HOOVER, Ala. -- A 17-year-old girl severely injured in a car accident while wearing a friend's class ring was mistakenly reported dead, and her relatives prepared for her funeral before learning she was alive in a hospital.
The mistake in identities was announced Wednesday night at the closed-casket visitation of Christie Lee Reeder, a Hoover girl whose funeral had been set for Thursday although she was very much alive.
'When the young man told me, I said, 'I'm her grandmother, what are you trying to tell me?'' Margaret Welch recalled. 'He said there was some sort of mix-up and Christie wasn't dead and it was another girl.
'When they announced it at the funeral home it was just bedlam.'
Hoover police Lt. Nick Derzis said Reeder had been confused with a friend, Susan Ponds, 17, of Hoover. Ponds was killed in a pre-dawn Tuesday car wreck in nearby Birmingham that left Reeder seriously injured and three others dead.
The car carrying five friends -- four girls who had been having a slumber party and a young man -- flipped over on its top, and injuries prevented easy identification of the victims, authorities said.
Reeder was mistakenly pronounced dead with the other three teenagers, and Ponds was reported as the only survivor and as having been taken to Carraway Methodist Medical Center
Reeder's aunt and uncle identified a body as that of their niece.
'Two members of the Reeder family identified the body of the Ponds girl as that of Christie Reeder and the Reeder girl had head injuries that required a breathing apparatus and you couldn't tell,' hospital spokesman Tom Doron said.
Doron said Ponds and Reeder had earlier swapped high school class rings, inscribed with their names, as a gesture of friendship. He said the girls were similar in size and appearance.
'The Reeder girl was wearing the Ponds girl's graduation ring and the Ponds girl was wearing her ring,' Doron said. 'We have a patient who is wearing a ring that says Susan Ponds.'
Derzis said Reeder's father, Matt, went to the hospital to collect belongings -- including jewelry -- that authorities thought belonged to his daughter. But Mr. Reeder didn't think the jewelry was his daughter's, Welch said.
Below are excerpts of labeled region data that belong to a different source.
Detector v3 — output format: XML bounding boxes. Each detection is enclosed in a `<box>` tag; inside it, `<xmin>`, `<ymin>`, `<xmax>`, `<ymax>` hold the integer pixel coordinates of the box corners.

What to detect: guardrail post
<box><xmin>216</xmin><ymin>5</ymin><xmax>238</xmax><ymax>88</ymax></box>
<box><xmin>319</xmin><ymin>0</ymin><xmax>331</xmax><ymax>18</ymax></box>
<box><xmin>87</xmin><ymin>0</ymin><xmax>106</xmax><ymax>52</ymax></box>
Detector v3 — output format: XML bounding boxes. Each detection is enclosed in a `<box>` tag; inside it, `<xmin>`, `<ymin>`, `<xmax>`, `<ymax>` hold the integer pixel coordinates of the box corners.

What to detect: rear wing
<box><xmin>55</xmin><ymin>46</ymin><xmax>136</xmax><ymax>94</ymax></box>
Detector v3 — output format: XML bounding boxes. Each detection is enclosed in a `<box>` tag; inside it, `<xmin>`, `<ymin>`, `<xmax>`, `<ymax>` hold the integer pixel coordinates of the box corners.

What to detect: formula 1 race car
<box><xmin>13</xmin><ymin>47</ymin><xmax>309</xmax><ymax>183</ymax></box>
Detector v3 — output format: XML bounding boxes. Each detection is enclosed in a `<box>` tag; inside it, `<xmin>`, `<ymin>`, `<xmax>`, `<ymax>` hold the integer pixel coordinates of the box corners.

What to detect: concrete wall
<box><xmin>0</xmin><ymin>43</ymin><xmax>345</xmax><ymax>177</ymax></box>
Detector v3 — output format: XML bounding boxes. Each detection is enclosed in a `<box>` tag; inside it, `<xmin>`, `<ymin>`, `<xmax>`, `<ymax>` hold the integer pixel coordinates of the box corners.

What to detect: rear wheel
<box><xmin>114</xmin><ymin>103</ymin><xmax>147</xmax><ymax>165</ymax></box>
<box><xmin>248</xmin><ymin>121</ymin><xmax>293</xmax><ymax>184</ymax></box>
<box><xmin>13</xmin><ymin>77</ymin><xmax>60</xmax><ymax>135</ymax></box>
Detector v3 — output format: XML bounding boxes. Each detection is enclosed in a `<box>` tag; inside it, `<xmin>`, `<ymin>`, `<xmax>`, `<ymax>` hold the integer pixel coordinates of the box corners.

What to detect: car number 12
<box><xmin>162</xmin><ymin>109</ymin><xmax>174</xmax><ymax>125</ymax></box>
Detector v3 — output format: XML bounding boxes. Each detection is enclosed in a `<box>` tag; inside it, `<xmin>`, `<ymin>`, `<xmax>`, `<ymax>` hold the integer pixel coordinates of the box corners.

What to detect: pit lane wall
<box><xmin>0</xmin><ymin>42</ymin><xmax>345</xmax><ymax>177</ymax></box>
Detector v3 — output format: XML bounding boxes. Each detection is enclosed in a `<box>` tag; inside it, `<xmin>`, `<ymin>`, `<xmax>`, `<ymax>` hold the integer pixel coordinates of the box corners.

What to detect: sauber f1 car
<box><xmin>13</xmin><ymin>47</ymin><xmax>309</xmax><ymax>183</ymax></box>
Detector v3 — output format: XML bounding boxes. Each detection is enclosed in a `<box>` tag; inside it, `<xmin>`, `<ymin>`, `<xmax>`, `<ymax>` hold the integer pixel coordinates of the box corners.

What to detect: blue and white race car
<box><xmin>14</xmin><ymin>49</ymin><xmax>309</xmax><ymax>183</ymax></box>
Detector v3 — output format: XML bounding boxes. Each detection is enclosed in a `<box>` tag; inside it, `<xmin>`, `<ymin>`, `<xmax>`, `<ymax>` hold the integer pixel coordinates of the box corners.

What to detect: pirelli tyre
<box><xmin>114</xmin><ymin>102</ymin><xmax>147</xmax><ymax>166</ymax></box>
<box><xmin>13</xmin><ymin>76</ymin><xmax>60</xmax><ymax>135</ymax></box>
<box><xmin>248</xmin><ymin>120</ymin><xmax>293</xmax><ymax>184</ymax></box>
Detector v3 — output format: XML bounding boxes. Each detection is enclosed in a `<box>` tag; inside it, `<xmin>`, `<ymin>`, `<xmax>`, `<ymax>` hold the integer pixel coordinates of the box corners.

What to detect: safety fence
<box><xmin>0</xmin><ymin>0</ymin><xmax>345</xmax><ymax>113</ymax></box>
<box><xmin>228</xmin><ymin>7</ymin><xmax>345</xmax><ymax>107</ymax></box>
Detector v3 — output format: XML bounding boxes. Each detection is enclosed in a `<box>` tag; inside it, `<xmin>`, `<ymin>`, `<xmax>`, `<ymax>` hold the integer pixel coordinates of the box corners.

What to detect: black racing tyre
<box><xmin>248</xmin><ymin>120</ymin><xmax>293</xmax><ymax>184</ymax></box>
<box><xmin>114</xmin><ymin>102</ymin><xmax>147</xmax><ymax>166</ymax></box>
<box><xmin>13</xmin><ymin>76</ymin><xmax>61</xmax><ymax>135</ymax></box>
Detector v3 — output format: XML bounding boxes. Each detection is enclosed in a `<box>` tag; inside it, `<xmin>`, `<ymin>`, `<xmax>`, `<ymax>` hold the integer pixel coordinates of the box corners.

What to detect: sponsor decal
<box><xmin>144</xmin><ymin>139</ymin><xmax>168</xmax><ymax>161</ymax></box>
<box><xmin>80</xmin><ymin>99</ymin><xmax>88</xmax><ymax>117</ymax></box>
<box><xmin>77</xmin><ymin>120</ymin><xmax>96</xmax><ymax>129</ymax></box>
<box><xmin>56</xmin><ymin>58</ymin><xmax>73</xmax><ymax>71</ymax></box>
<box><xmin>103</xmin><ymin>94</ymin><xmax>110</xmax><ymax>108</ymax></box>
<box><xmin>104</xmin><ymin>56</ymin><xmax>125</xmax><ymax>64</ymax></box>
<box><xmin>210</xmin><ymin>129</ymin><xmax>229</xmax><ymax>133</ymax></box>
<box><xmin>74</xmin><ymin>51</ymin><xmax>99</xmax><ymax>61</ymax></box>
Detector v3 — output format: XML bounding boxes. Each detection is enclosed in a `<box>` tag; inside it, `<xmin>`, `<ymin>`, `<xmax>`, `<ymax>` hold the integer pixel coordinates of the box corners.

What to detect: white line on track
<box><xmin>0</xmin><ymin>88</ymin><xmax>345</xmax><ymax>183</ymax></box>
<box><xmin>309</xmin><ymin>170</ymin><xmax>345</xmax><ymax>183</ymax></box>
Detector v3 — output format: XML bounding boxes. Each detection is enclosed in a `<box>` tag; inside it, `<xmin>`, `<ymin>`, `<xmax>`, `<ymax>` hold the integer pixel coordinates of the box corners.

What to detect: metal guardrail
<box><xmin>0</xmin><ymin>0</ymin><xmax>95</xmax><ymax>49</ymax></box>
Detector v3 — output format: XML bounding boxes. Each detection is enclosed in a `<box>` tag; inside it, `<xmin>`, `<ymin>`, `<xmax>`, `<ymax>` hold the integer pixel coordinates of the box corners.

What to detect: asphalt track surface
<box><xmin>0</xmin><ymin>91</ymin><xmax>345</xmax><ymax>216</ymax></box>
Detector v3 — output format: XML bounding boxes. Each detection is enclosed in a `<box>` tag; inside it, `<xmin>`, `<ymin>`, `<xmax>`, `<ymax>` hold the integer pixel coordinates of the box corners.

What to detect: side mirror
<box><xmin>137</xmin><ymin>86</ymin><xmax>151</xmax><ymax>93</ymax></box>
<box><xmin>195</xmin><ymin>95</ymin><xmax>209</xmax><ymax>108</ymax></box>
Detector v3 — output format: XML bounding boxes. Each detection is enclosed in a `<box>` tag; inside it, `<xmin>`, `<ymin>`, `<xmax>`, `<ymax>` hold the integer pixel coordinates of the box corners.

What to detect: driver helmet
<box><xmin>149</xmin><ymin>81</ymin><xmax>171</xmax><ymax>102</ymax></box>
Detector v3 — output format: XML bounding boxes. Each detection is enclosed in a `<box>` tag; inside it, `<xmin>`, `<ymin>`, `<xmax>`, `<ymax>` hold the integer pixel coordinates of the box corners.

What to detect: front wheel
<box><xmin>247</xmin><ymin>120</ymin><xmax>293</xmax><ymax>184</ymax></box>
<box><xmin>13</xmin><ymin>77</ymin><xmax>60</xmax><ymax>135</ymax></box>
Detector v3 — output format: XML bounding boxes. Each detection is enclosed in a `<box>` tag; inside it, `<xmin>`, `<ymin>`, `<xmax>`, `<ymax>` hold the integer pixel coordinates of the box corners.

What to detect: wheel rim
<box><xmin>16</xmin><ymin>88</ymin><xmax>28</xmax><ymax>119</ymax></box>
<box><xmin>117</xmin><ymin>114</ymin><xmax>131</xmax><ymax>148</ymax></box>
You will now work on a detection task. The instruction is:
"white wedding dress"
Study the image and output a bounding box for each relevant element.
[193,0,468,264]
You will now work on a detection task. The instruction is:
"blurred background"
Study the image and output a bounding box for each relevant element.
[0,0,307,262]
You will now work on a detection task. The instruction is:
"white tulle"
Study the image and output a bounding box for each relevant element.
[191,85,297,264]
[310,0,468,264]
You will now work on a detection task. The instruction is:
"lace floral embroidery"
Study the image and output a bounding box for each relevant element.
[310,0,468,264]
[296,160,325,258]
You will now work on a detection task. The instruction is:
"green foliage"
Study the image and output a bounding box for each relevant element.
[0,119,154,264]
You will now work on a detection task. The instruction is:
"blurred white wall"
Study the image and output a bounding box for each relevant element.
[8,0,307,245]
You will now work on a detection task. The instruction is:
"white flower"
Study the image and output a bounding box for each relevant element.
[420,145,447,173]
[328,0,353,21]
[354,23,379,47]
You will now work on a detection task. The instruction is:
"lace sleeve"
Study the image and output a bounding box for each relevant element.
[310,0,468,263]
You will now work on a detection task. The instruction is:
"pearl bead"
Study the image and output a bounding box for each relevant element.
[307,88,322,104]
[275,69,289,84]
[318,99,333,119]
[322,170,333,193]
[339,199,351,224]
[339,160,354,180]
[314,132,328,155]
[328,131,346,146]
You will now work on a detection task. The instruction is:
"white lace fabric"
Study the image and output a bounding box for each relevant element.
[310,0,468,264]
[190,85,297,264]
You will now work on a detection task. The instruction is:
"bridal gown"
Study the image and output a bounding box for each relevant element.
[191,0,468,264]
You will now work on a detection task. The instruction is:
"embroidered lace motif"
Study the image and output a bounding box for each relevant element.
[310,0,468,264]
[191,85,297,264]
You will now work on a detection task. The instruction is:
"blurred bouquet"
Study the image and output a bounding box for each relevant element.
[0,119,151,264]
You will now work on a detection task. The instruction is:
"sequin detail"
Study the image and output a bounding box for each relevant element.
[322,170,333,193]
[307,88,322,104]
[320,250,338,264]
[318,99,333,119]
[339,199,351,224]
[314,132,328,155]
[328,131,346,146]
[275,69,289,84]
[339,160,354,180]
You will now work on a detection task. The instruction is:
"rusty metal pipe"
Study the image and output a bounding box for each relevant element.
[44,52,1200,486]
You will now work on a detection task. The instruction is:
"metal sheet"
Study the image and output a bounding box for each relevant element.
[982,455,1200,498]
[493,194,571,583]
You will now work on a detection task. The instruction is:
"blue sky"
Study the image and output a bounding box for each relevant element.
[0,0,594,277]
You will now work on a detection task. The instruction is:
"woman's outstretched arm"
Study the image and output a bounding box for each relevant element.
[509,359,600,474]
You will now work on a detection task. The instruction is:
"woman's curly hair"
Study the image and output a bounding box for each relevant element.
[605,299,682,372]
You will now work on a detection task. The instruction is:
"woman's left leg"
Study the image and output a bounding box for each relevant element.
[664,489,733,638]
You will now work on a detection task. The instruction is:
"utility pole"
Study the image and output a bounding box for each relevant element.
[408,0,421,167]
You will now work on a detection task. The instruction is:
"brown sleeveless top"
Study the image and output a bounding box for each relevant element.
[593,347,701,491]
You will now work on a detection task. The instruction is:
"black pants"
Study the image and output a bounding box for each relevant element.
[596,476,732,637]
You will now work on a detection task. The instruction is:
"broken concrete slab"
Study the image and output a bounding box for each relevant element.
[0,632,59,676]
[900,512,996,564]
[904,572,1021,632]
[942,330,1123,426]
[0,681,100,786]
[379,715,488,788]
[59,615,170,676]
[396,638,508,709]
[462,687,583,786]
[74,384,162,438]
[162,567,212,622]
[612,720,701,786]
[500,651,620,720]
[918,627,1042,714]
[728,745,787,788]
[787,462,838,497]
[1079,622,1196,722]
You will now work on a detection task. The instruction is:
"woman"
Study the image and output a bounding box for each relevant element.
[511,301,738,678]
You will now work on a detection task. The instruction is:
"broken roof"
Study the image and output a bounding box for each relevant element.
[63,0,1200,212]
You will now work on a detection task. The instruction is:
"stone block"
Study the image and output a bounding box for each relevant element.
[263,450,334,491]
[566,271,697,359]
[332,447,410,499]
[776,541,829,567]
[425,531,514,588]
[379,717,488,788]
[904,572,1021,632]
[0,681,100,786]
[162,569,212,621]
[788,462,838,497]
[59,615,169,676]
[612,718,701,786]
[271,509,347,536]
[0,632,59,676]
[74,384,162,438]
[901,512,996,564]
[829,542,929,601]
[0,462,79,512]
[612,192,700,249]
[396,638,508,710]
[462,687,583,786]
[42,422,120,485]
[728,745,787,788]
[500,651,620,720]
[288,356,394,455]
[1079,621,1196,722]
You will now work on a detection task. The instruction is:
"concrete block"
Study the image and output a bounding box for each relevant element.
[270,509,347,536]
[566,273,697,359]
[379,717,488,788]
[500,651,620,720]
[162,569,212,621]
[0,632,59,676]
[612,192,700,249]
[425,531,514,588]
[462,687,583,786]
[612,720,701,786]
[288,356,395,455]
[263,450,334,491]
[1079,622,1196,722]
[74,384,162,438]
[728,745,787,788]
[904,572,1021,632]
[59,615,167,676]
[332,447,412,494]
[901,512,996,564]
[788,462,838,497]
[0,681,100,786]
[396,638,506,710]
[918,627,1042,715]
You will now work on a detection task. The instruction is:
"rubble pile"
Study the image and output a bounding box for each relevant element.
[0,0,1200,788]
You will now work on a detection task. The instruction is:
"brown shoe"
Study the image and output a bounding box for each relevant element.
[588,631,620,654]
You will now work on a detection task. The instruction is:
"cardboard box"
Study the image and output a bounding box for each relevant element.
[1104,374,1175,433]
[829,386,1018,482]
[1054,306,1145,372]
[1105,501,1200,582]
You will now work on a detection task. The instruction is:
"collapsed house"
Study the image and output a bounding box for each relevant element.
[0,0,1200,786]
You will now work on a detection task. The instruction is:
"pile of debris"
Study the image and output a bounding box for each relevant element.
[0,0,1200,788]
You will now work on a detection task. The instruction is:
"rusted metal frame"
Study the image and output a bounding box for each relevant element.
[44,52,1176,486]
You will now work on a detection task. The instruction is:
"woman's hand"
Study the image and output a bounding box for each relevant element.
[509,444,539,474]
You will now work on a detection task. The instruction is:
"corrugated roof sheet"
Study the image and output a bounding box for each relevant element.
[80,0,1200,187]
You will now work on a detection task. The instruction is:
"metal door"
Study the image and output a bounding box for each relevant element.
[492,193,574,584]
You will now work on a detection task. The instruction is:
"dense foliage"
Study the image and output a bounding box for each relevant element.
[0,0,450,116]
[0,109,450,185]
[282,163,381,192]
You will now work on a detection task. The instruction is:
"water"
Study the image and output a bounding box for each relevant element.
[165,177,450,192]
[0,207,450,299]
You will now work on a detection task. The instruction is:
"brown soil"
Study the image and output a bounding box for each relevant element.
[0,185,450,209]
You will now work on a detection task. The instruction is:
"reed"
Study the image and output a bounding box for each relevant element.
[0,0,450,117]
'He went to the funeral home and he said it doesn't look like Christie, but they said it was. He went to the police station and told them that it wasn't Christie,' Welch said.
Doron said a dental records check revealed the mistake in identities.
The Reeder girl's obituary was published in the Birmingham Post-Herald and a Thursday funeral was scheduled at Ridout's Southern Heritage Chapel.
After the case of mistaken identities was announced at the closed-casket visitation, the Reeder family went to the hospital to find the Ponds family.
'The Ponds girl's parents were in the hospital for over a day and still not realizing that it's not their daughter,' Derzis said.
Welch said her granddaughter, the only one in the vehicle wearing a seat belt, was on a respirator with a broken neck and arm and internal injuries.
Also killed were the driver, Todd Allen Patterson, 18, of Vestavia Hilla; Margaret Ashleigh Nutter, 16, of Hoover; and Heather K. Hyde, 17, of Hoover.
Friends and neighbors said the four girls had been spending the night at the home of Nutter, whom Patterson was dating.
Police say the Ford Mustang ran off a road, hit a ditch and flipped.
'The speed limit in the area was 30 mph and I can say that it's going to exceed 30 mph but we're waiting on traffic investigators to determine for sure,' Derzis said.
'It's very tragic, this thing,' Doron said.